C.S. Lewis says the closest thing to constancy we have in life is undulation. At a certain point in Don Quixote, Sancho asks his master what knights do for a certain boring, ordinary task and Don Quixote does not know how to respond because he has never read about it in his “histories” (books about chivalry that were popular at the time and were probably equivalent to low-grade romance novels today). The wandering, the sitting, the physical necessities, the waiting; these were not things of great adventure novels. They are the substance of everyday ordinary life, however. We all experience highs and lows, but the average is still the most common.
The same is true in the spiritual life.
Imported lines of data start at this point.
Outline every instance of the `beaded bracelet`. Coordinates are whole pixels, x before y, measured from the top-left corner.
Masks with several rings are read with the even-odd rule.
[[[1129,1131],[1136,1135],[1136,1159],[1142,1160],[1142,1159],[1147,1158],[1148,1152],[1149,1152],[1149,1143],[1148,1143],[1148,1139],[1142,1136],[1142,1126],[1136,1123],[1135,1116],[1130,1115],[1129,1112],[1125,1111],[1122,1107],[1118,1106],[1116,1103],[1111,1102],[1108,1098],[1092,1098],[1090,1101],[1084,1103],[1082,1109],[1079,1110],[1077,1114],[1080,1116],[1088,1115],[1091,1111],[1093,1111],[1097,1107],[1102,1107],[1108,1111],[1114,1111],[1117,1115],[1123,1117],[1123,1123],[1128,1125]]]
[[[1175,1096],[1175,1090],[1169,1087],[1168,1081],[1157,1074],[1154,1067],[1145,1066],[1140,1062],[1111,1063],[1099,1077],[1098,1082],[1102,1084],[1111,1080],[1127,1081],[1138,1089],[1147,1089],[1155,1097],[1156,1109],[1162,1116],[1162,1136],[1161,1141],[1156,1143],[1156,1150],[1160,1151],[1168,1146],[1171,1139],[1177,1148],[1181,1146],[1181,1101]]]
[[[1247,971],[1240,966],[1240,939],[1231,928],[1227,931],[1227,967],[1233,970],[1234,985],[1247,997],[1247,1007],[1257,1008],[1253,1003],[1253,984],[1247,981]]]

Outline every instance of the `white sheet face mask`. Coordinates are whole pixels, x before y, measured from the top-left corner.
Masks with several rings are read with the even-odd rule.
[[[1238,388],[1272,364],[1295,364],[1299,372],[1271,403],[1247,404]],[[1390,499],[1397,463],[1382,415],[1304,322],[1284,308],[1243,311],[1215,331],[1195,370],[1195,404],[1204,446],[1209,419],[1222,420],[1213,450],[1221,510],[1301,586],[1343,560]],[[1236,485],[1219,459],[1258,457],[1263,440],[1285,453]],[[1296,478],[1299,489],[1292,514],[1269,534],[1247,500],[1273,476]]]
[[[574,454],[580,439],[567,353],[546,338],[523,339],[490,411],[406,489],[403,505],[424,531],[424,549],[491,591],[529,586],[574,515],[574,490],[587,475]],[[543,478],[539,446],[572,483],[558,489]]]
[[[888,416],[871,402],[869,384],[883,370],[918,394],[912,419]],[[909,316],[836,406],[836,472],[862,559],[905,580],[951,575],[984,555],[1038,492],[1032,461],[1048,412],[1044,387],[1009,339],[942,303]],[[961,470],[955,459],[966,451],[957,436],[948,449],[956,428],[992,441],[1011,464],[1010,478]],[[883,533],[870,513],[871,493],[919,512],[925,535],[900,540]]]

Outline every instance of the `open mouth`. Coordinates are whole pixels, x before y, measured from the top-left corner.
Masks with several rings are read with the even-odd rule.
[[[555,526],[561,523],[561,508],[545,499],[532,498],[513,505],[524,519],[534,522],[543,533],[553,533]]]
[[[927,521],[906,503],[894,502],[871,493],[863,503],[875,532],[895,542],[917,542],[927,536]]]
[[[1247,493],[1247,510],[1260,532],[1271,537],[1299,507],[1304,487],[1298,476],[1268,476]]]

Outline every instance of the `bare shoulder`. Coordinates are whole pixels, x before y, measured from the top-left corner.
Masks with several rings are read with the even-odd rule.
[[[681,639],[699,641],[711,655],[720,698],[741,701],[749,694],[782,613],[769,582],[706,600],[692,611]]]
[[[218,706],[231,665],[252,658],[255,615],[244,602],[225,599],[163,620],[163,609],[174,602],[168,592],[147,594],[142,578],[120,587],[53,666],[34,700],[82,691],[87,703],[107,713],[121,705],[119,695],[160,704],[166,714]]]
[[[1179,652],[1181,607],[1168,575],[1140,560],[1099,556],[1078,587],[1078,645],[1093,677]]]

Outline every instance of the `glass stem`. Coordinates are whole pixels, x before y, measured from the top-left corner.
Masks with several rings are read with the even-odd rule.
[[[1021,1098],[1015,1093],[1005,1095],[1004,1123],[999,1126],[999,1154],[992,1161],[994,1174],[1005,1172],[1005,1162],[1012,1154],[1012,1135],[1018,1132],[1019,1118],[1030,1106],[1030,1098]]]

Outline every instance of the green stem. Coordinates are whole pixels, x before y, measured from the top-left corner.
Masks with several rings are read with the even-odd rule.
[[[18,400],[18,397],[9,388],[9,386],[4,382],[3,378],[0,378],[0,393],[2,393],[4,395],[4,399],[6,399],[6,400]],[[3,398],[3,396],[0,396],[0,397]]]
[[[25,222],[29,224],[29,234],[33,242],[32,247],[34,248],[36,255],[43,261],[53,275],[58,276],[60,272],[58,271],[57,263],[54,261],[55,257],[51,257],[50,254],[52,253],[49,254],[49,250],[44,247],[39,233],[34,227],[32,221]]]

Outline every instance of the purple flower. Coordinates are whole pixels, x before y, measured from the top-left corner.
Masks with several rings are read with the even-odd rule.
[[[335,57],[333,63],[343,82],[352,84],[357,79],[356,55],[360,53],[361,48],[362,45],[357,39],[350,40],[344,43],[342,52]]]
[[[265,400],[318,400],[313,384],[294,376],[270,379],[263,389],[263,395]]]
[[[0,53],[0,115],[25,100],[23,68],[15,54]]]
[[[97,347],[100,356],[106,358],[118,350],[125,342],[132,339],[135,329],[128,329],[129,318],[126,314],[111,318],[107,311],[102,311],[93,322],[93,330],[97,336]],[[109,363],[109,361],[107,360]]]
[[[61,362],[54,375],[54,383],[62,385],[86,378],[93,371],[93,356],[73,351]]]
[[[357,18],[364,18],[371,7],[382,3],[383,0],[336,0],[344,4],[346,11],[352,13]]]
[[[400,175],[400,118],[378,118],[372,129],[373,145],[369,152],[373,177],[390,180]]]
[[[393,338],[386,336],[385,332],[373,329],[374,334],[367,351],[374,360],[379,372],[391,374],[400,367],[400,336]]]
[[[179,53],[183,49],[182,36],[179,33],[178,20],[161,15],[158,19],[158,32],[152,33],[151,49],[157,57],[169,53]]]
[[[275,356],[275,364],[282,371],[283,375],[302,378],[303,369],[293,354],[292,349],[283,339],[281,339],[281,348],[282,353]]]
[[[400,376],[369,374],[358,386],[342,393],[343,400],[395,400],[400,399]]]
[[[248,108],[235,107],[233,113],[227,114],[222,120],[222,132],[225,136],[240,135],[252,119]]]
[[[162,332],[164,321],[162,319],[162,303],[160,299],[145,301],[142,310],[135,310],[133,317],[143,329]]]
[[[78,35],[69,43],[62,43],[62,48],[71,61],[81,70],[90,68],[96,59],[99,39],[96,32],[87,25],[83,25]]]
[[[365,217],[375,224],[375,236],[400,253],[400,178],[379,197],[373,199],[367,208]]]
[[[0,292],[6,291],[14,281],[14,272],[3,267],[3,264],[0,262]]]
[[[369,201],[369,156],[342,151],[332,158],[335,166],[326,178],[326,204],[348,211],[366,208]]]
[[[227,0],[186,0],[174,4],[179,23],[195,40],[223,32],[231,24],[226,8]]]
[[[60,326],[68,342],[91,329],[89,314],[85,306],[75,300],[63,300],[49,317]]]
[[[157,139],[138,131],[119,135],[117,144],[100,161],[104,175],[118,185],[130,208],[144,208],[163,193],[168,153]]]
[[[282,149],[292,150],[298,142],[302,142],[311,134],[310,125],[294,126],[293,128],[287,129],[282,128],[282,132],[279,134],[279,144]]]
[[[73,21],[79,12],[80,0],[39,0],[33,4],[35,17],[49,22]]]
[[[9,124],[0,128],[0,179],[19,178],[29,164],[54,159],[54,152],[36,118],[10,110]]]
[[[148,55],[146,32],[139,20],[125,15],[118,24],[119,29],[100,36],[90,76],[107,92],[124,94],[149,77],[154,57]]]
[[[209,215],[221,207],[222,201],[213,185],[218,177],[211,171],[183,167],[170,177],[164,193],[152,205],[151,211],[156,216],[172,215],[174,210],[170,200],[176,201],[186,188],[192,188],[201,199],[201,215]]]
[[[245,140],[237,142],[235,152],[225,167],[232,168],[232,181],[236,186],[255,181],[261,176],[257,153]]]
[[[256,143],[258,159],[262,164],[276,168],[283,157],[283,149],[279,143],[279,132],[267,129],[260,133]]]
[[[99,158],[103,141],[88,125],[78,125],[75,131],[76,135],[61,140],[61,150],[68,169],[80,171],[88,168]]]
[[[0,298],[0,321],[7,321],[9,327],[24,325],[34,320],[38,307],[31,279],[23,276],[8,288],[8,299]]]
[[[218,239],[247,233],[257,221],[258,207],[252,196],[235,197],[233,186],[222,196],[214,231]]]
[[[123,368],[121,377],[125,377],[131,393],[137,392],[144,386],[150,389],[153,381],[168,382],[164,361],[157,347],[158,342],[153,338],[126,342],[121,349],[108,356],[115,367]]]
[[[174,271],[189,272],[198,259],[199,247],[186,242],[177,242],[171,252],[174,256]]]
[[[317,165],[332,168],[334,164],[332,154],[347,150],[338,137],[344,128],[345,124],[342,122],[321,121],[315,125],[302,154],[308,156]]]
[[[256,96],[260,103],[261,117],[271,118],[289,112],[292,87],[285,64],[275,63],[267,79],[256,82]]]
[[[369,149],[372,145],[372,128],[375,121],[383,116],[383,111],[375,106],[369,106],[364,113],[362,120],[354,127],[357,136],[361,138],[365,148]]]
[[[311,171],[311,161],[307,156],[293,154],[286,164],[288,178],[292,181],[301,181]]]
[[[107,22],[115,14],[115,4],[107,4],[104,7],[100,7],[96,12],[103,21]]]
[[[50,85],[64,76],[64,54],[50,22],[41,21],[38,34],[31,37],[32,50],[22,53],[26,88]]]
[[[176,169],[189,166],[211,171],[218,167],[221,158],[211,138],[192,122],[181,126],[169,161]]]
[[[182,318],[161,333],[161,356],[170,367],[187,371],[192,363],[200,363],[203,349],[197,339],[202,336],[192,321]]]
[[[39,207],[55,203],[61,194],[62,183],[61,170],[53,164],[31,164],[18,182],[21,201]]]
If the doing of dishes, the rocking the baby, the unclogging the drain, if all these things done with love are the most important, it follows then that the highs and lows of the spiritual life are not of the greatest value to God but rather our median, average, everyday, common prayer done with love; and especially when we do not feel like doing it. When we are able to offer an act of love to God in prayer when we do not feel like it, we are unable to receive any apparent benefit from it. Thus it comes from pure desire for the good of the other, which is an excellent definition of love.
Don Quixote, when he was about to enter into a particularly frightening and perilous adventure – something like the aversion we feel when our prayer is dry – would invoke his lady-love Dulcinea del Toboso. The memory of his love for her and the hope of making her proud would ennoble him to face the worst of enemies. The same can be true for us in our moments of aridity in prayer. When we do not swell with strong emotions in prayer, our acts of love are that much more heroic and precious. It means so much to us when someone does something that they do not feel like doing for love of us; how much more for God!
Don Quixote is a great and fun book to read, but it does not inspire to greatness. The lives of the saints, these are the true adventure stories. The man who held a door for 20 years, the wife who raised up daughters who became nuns, the scholar turned martyr, the fisherman turned pope: each of these people blew their nose, dried their tears, rested in exhaustion, laughed at jokes, and loved deeply. That is why their stories are adventures. So, unlike Don Quixote who mistook ordinary things for extraordinary things, the saints took ordinary things and made them extraordinary by their love. When we do not feel God, we pray and we love anyway – and that makes life an adventure worth pursuing.
Resolution
Make an act of love to God the next time you feel aversion to prayer:
“O Lord God, I love you above all things and I love my neighbor for your sake because you are the highest, infinite and perfect good, worthy of all my love. In this love I intend to live and die. Amen.”